Weak dollar, cheap oil expected to boost farm income

© AgMedia Inc.


That the value of Canadian farm assets, particularly land, is rising faster than farm debt absolutely does NOT indicate a healthy farm economy because the value of farm land is increasing mostly because of stratospheric price/earnings multiples - a factor this report seems to have ignored and which therefore renders the conclusions of this report effectively meaningless.

More to the point, it is, I suggest, unethical and misleading for the authors of this report to not explore or even mention the "bubble" factor affecting farm land valuations.

I also suggest they didn't explore it, partly because it's not likely that anyone at Ag Canada knows anything about business and/or investment valuation, but more likely because they people paying the bills, the feds, want to make farming look so rosy that they can cut back farm assistance programs yet again.

Stephen Thompson, Clinton ON

Quoted from the print edition of BF August 15, by Mr. Barry Wilson
"Debt levels and servicing costs can only go in one direction-up.
Rising asset values are not a hedge against higher debt except at time of asset sale. Debt is serviced by fluctuating cash flow, not asset worth.
When the next income downturn arrives, producers will quickly realize that changes made to safety net programs in the 2013 iteration of the Growing Forward policy framework have sharply reduced their protection when prices and incomes go south."

Raube Beuerman

For AAFC to claim Canadian agriculture is "healthy" even though land prices are in a price/earnings bubble, would normally be called "making a material misrepresentation" because no business or industry in a price/earnings bubble can ever be healthy.

More to the point, if:

(A) $35 billion of unearned and undeserved quota values were taken off the balance sheet of Canadian agriculture because it's really consumer equity transferred, against their will, from one group in society to another.
(B) farm income was to be revised to show farm incomes based on world prices, instead of artificial prices, for dairy and poultry products:
(C) instead of valuing farmland at its present "bubble" factor of anywhere up to 50 times earnings, it was to be valued at a far-more realistic and sustainable 15 times earnings, including earnings for dairy and poultry farms based on world pricing.
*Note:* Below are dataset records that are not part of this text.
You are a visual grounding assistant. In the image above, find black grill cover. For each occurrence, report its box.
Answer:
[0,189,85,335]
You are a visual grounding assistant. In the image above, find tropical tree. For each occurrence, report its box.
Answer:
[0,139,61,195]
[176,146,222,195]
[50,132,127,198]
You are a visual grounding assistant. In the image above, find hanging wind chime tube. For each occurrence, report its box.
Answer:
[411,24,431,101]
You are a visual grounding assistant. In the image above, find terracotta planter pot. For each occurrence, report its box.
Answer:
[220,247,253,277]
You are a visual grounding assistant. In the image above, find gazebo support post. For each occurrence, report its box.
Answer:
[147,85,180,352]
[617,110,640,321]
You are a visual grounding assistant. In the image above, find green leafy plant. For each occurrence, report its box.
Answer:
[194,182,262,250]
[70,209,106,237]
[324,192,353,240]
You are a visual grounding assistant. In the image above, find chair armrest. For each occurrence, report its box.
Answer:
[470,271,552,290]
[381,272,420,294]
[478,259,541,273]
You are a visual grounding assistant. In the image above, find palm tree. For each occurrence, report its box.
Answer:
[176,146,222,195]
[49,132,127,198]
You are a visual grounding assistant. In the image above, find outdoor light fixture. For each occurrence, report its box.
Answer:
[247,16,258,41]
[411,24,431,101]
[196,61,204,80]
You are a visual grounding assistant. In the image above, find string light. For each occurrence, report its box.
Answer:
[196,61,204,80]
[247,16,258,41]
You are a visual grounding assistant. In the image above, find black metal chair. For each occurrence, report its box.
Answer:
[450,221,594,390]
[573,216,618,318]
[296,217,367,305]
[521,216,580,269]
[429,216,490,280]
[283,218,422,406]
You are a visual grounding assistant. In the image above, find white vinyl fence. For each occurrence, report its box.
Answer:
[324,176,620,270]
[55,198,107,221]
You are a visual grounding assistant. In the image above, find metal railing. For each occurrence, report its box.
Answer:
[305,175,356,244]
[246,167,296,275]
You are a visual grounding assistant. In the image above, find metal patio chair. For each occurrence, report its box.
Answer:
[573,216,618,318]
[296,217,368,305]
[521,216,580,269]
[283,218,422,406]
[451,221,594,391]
then, and only then, would the AAFC data represent reality.

As it is now, the AAFC picture not only presents a distorted picture of reality, it's a contemptible distortion of reality because even the most-junior level financial analyst knows better than to ignore the material relevancy of what actually affects the numbers being proffered.

Stephen Thompson, Clinton ON

Yup, Meyer says farm assets are rising faster than farm debt.

I heard that in the 70's and the bankers gave money freely because we could cash flow debt against assets. and then the recession hit.

I heard it again in the 1980's. Borrow against the assets but then 1987 hit. Recession with double digit interest rates.anyone that buys into government rhetoric is doomed to repeat history.